5. Advice for would-be founders

What advice would you give to someone wanting to found a start-up? Especially with a view to an exit?

So in starting a startup – be it a tech company or another budding enterprise – there are a few key things you have to know when thinking about the exits.

First, you must know what exit you want of the three I list above. Second, once you know what you want, you have to figure out whether or not your business idea has what it takes to get to the exit you’re looking for.

For example, not all tech companies are a good fit for venture capital. Venture-backed businesses have to meet a number of criteria, and not all startups will ever meet those. Or for another example, if you want to run your company as a revenue-generating engine for ever, at what point will you try to sell it off?
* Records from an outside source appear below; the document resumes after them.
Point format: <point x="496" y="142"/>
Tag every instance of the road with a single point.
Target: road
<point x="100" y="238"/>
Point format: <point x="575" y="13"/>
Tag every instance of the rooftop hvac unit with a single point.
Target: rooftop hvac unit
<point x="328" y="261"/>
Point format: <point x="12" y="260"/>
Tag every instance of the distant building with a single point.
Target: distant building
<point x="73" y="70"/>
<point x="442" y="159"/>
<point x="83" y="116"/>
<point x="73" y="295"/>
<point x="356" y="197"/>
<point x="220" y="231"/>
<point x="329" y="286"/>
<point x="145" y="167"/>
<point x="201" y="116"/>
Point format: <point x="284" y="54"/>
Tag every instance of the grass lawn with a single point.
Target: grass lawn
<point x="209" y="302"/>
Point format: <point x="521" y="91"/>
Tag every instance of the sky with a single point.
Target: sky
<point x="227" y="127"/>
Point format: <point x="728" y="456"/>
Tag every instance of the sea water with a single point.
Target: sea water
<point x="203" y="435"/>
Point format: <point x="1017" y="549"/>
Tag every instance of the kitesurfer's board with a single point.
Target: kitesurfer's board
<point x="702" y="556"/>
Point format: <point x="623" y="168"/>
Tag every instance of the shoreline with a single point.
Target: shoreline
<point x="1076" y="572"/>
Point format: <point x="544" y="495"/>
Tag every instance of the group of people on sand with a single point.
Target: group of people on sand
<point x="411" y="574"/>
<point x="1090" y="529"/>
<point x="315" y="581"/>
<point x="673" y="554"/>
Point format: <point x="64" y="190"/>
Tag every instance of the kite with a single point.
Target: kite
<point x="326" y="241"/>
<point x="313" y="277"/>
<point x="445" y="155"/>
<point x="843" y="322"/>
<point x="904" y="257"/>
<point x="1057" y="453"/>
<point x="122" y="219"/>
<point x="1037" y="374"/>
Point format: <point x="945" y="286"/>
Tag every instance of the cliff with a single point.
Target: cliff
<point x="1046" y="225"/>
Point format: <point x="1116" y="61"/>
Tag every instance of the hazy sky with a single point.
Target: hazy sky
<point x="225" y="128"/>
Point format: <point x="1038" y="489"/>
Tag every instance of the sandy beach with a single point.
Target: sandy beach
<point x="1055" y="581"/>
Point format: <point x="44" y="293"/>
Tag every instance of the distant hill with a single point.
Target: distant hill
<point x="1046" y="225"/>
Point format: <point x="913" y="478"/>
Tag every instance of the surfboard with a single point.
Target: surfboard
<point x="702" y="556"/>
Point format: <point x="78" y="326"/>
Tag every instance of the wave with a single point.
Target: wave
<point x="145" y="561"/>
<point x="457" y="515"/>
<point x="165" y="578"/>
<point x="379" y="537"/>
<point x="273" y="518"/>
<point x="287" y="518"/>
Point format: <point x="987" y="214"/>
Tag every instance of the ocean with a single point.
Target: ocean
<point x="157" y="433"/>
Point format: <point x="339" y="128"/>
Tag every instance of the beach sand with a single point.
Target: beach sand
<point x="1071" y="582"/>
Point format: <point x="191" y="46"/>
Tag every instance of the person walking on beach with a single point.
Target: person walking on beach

Who would want your company?

There are ways to position yourself and your company to get the best outcome.

So while you can’t know all the twists and turns that your startup might take you on when you begin, you should have a general idea of where you want to go with it so that you can have eyes open for opportunities as and when they arrive.

6. Advice for entrepreneurial students

Any advice for current students who are entrepreneurial at heart but don’t know where to start? Are there some foundations they could be building now?

The most important thing is networking. I know that everyone says this, but literally, I sold my business during a pandemic to people I’ve still never met in person, all through opportunities that emerged through networking.

I met Cyrus through LinkedIn, and as he worked to socialize his investors and the rest of the team to the potential acquisition, one of the things that they were able to do was track and trace both me and the company through our digital footprint.

I made the decision when we started EssayJack to use my social media platforms to be as honest and authentic as possible, so that if anyone searched me, they’d get a pretty good sense for what I’m all about, and I think that really helped everyone become comfortable with not only acquiring the company, but inviting me to join the team!


Dr Lindy Ledohowski is a Canadian literary arts expert who quit her tenure track job as an English professor and founded EdTech startup EssayJack. After leading EssayJack through year-over-year growth as its CEO for nearly six years, she saw it through the acquisition process by Wize. As part of the acquisition by Wize, Lindy joined Wize as a VP, a core member of the leadership team.